The Annapurna wall – First 100 meters

As mentioned in earlier communications; Annapurna farm is invaded by wildlife like pigs, deer and peacocks and it gets more and more difficult to grow crops in the farm. As also reported in one of our communications we built a short prototype of this fence a year back to get a good idea if this design is what we need here.

Since this is going to the be by far the biggest project Annapurna farm has ever embarked upon we want to make small steps to be sure what we are going in for. The farm has a periphery of 8km! So after the first mini prototype to see the idea in real, this year we embarked on step 2 to learn how this project can best be executed and what the cost will be.
We secured funds through a generous donor to be able to build 100 m of the fence. Andre designed the pillars and casted them in our workshop. The pillars are the skeleton of the fence and need to be really good to be able to last for decades. We did realize that the work took a lot of the attention away from the farm, but the pillars which we created, although quite costly, were of a superior quality. Then we cleared the area to be fenced with a jcb and hired a contractor to install the fence.
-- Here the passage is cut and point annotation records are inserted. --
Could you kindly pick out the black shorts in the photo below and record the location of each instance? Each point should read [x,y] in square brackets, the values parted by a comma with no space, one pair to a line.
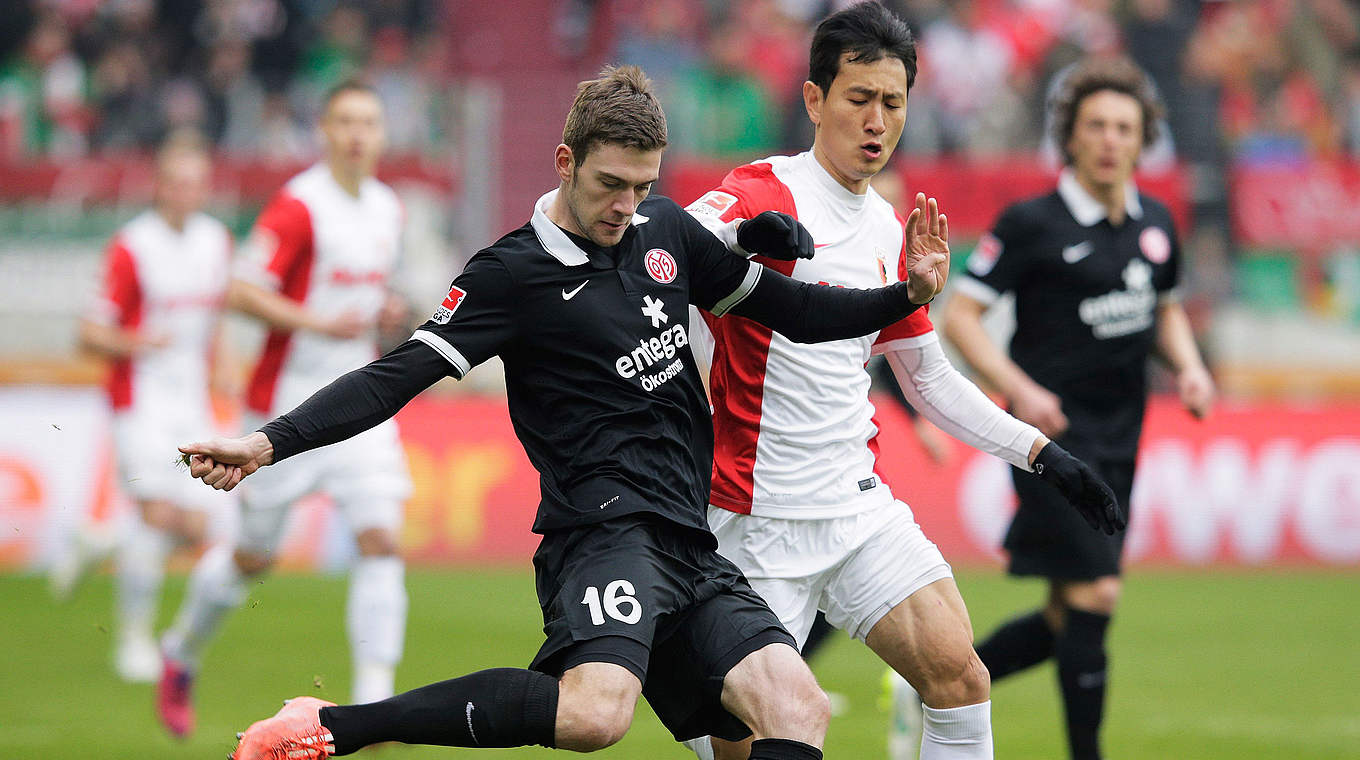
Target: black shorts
[1049,537]
[656,598]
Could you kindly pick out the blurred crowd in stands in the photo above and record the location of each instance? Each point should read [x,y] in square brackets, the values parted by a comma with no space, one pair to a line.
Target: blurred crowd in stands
[83,76]
[1251,80]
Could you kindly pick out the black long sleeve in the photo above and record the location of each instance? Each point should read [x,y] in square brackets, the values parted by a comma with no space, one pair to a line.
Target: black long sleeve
[808,313]
[357,400]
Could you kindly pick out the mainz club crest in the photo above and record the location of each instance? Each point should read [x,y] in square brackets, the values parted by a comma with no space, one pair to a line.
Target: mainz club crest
[661,265]
[1155,245]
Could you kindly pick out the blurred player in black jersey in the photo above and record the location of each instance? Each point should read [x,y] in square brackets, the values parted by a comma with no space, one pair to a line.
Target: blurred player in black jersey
[1094,268]
[588,307]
Here we did a lot of learning; Since the fence is heavy and quite different from what is normally done in Auroville, it took a lot of trials before the team had it right. The contractor used a lot of manual labor for lifting and installing. All this made the job go slow and became quite costly in the end.

Now after all this, we feel we need a third step to be able to make a proper cost estimate. We still have some materials and funds to build another section of approximately 40 m fence. Since we now know a bit better what this fence entails, we will try to improve the pillar making efficiency and will use some lifting devices to erect the fence. In short, to use minimum labor and where possible use equipment for heavy work. This work we will do after monsoon when our main crops are harvested, and soil dries up to make it possible to work properly on the site.
Once this third step is done we will get back to you with the outcomes and needs…
*note that the barbed wire still needs to be strung over the wall part like in the concept-pilot.

A section of 100 meter fence pilot at the west boundary of Annapurna, September 2022.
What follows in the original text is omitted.